Comment by skeaker
2 years ago
> DMCA defines copying as theft.
Then the DMCA would be wrong: Theft requires the original owner to lose their property, which does not occur when copying data. This is no surprise as the DMCA has always sucked.
Frankly you missed my point entirely, the DMCA and my/the technical community's general disdain for it doesn't have much to do with what I wrote. What I'm saying is that in 99% of cases AI art is unique enough that you simply cannot pin it to an existing author and say that they were copied directly. There are obvious exceptions when you prompt it as specifically as possible to try to make a copy as best you can (which is still never quite 1-to-1 with the original), but in 99% of cases, it is pretty much not possible to pay the "original artist" because you cannot identify them. What good is an unenforceable rule?
> Then the DMCA would be wrong
It's encoded in law. I wasn't talking about "what should be", I was talking about "what is".

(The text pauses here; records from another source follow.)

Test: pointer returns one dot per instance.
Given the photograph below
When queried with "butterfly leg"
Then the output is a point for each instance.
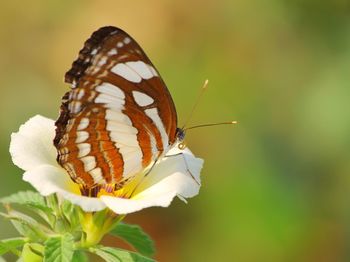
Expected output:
(187, 167)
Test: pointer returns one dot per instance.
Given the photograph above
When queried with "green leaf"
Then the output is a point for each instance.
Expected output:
(24, 197)
(32, 252)
(135, 236)
(59, 249)
(29, 199)
(111, 254)
(71, 213)
(11, 245)
(26, 225)
(80, 256)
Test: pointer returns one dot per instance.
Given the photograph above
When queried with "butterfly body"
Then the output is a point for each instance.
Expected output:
(119, 117)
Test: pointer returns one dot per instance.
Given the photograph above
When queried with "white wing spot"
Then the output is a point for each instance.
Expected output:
(89, 163)
(84, 149)
(94, 52)
(126, 72)
(142, 99)
(75, 107)
(80, 94)
(113, 51)
(102, 61)
(97, 175)
(153, 114)
(141, 69)
(112, 90)
(84, 123)
(82, 136)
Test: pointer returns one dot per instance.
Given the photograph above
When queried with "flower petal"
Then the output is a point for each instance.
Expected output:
(49, 179)
(32, 145)
(168, 178)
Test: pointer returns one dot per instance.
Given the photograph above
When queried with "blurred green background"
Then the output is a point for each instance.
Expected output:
(276, 186)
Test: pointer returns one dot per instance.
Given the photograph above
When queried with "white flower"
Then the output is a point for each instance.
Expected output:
(33, 151)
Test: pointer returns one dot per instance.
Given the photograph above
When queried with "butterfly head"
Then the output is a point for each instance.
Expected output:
(180, 136)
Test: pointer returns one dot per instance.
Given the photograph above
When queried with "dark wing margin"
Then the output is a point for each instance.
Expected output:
(86, 54)
(79, 66)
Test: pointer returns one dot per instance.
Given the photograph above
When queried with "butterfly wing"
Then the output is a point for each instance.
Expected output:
(118, 116)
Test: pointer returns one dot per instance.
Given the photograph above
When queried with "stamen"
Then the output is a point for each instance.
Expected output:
(116, 190)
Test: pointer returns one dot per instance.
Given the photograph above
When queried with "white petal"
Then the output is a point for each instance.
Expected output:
(49, 179)
(33, 145)
(168, 178)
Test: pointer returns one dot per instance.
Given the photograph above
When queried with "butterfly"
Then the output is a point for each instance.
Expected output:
(118, 117)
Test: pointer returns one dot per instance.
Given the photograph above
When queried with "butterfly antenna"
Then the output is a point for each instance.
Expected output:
(211, 124)
(201, 92)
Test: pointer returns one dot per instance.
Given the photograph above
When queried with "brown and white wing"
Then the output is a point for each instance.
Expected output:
(118, 116)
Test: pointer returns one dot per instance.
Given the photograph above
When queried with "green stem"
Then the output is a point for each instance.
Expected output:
(96, 225)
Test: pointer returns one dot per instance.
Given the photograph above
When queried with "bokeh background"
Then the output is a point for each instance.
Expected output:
(276, 186)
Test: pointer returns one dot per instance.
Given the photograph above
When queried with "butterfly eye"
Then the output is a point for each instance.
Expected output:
(182, 146)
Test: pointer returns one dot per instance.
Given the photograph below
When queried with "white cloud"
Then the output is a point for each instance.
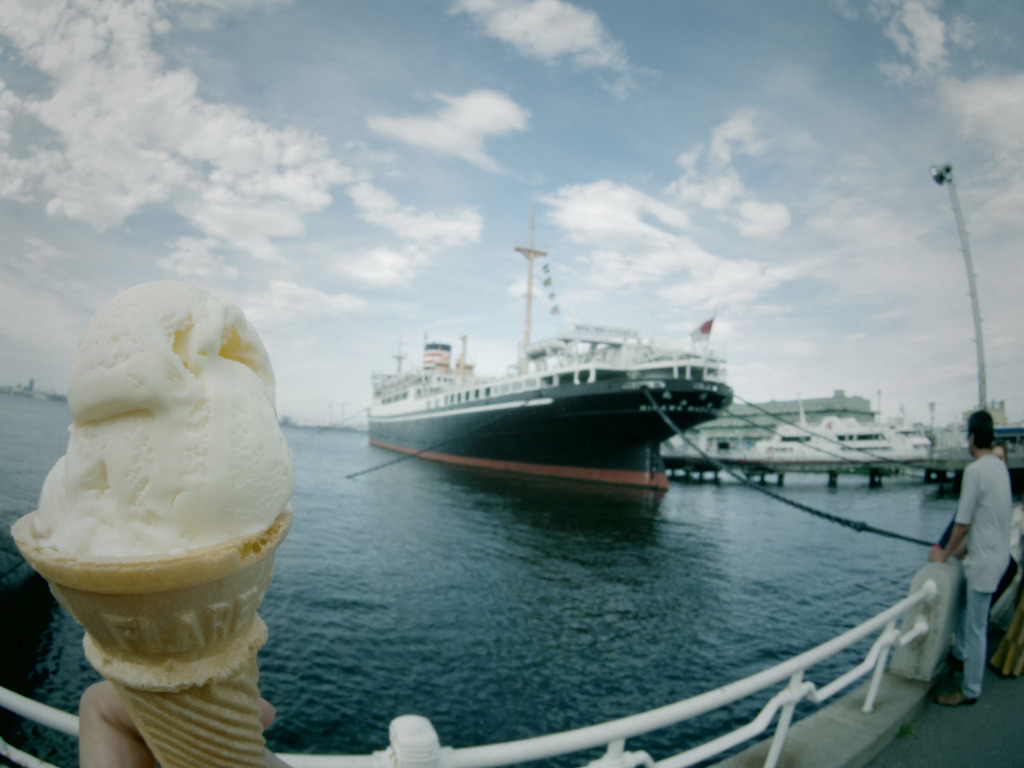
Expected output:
(634, 238)
(381, 267)
(711, 180)
(921, 36)
(424, 233)
(285, 301)
(739, 282)
(989, 108)
(426, 229)
(130, 133)
(551, 30)
(460, 128)
(195, 257)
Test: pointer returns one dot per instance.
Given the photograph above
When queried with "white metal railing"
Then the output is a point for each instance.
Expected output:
(415, 743)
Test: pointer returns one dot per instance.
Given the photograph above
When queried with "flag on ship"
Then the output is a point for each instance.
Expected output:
(702, 333)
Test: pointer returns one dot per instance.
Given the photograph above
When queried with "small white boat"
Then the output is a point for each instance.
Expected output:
(836, 442)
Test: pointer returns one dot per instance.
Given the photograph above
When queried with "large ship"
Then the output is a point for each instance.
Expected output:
(576, 406)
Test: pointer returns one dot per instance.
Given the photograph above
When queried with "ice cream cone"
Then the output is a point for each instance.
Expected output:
(177, 636)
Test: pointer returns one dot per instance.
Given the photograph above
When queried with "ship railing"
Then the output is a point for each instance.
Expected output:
(414, 742)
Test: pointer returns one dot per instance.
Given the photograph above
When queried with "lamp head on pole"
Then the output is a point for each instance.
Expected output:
(941, 174)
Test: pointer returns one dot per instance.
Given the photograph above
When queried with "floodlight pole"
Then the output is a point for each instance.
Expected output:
(944, 174)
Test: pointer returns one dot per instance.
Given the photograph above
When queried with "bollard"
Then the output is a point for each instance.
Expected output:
(415, 744)
(924, 658)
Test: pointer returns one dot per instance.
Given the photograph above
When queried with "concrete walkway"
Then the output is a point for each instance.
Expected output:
(905, 730)
(989, 734)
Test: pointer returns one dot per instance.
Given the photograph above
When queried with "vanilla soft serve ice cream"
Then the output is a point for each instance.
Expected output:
(174, 443)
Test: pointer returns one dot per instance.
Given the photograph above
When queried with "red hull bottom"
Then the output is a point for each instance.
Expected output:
(656, 480)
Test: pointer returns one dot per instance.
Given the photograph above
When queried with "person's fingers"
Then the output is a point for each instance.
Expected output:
(108, 738)
(266, 713)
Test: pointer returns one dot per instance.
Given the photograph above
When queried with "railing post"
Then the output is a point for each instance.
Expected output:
(414, 742)
(784, 718)
(889, 636)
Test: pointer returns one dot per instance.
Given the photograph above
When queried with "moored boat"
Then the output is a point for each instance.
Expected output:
(576, 407)
(835, 442)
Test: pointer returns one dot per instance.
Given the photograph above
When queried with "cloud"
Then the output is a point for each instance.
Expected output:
(123, 132)
(634, 239)
(989, 108)
(739, 282)
(284, 301)
(550, 31)
(921, 36)
(460, 128)
(711, 180)
(195, 257)
(424, 233)
(427, 229)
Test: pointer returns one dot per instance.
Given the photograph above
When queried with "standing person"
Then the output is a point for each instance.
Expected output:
(983, 522)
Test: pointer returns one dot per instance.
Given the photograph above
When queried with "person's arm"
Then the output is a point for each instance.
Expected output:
(955, 547)
(109, 738)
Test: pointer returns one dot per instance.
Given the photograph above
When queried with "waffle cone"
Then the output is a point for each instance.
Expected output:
(177, 636)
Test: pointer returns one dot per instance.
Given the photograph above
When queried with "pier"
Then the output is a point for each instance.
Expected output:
(696, 468)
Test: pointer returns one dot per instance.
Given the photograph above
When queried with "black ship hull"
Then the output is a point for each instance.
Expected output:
(605, 431)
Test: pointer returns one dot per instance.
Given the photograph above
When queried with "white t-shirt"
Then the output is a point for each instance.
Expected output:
(986, 506)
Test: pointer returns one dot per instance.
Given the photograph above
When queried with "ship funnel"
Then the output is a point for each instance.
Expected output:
(436, 355)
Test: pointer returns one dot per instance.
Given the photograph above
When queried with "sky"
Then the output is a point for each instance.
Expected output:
(355, 175)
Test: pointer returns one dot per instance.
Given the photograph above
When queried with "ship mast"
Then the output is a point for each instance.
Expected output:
(530, 254)
(399, 357)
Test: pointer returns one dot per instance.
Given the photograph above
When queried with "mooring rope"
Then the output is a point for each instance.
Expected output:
(857, 525)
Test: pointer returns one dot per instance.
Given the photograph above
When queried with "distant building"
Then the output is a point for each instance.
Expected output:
(742, 424)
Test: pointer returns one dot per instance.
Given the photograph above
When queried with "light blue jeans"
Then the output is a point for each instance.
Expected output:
(971, 644)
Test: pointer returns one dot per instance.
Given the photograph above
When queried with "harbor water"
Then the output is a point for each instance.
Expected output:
(503, 607)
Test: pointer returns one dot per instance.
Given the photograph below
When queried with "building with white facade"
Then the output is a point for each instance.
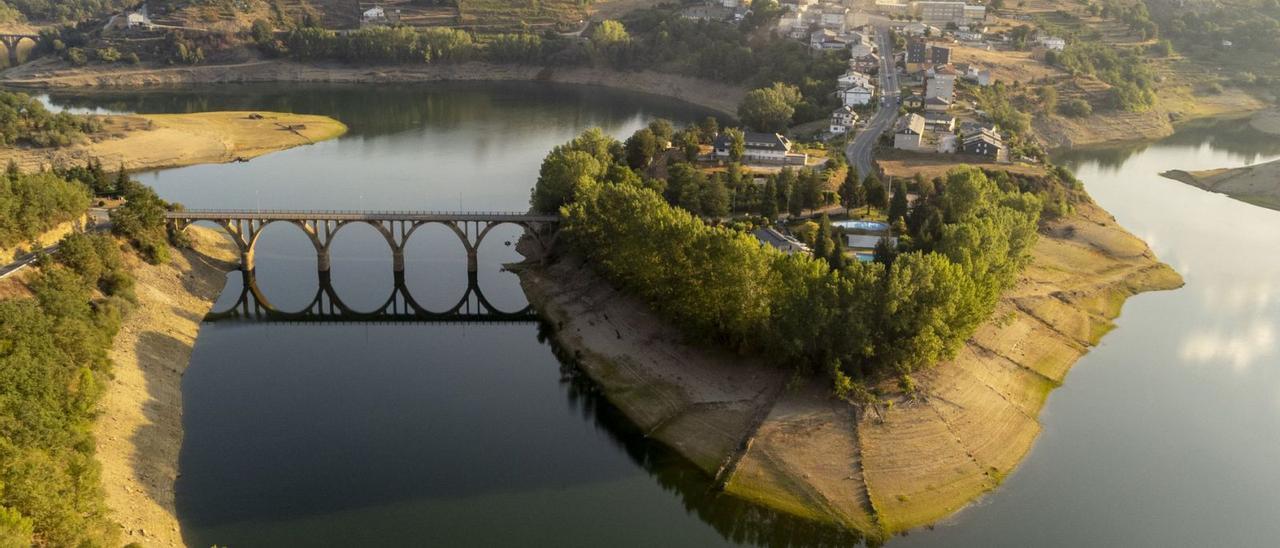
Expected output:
(858, 95)
(842, 120)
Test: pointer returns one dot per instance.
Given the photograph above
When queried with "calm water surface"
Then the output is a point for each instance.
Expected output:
(1166, 434)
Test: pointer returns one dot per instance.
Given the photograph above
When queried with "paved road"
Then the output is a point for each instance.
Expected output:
(101, 222)
(859, 151)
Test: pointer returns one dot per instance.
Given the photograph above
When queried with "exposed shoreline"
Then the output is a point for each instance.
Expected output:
(44, 76)
(138, 429)
(800, 451)
(160, 141)
(1257, 185)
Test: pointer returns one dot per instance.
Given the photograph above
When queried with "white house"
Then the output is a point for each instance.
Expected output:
(942, 85)
(782, 242)
(833, 17)
(858, 50)
(853, 78)
(982, 77)
(842, 120)
(374, 14)
(909, 132)
(764, 147)
(858, 95)
(1052, 42)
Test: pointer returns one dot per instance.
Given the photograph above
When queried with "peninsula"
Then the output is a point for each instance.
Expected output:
(1257, 185)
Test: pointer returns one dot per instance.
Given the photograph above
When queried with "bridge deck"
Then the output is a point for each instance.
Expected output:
(492, 217)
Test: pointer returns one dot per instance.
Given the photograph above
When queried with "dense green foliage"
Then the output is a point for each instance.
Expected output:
(969, 241)
(67, 9)
(53, 368)
(769, 109)
(649, 39)
(141, 222)
(24, 120)
(33, 204)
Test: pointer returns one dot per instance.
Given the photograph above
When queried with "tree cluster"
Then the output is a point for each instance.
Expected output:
(26, 122)
(968, 242)
(33, 204)
(53, 369)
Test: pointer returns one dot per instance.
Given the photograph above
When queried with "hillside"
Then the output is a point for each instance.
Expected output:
(1257, 185)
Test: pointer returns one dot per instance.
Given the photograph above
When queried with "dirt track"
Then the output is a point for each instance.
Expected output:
(813, 456)
(45, 74)
(138, 429)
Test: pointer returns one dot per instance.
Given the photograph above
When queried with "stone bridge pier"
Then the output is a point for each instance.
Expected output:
(397, 228)
(10, 44)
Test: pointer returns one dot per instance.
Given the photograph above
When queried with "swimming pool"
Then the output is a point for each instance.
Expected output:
(871, 225)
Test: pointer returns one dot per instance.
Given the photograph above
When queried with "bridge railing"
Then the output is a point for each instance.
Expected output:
(352, 214)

> it is pretty much not possible to pay the "original artist" because you cannot identify them
there are numerous cases where an AI has spat out "literally just the original image, but badly". It really sucks that AI companies might literally have to- checks notes -"pay the people they're stealing from", though. Oh, my heart weeps for those billionaires that might have to shed a penny from their fortune to help those they sleep upon.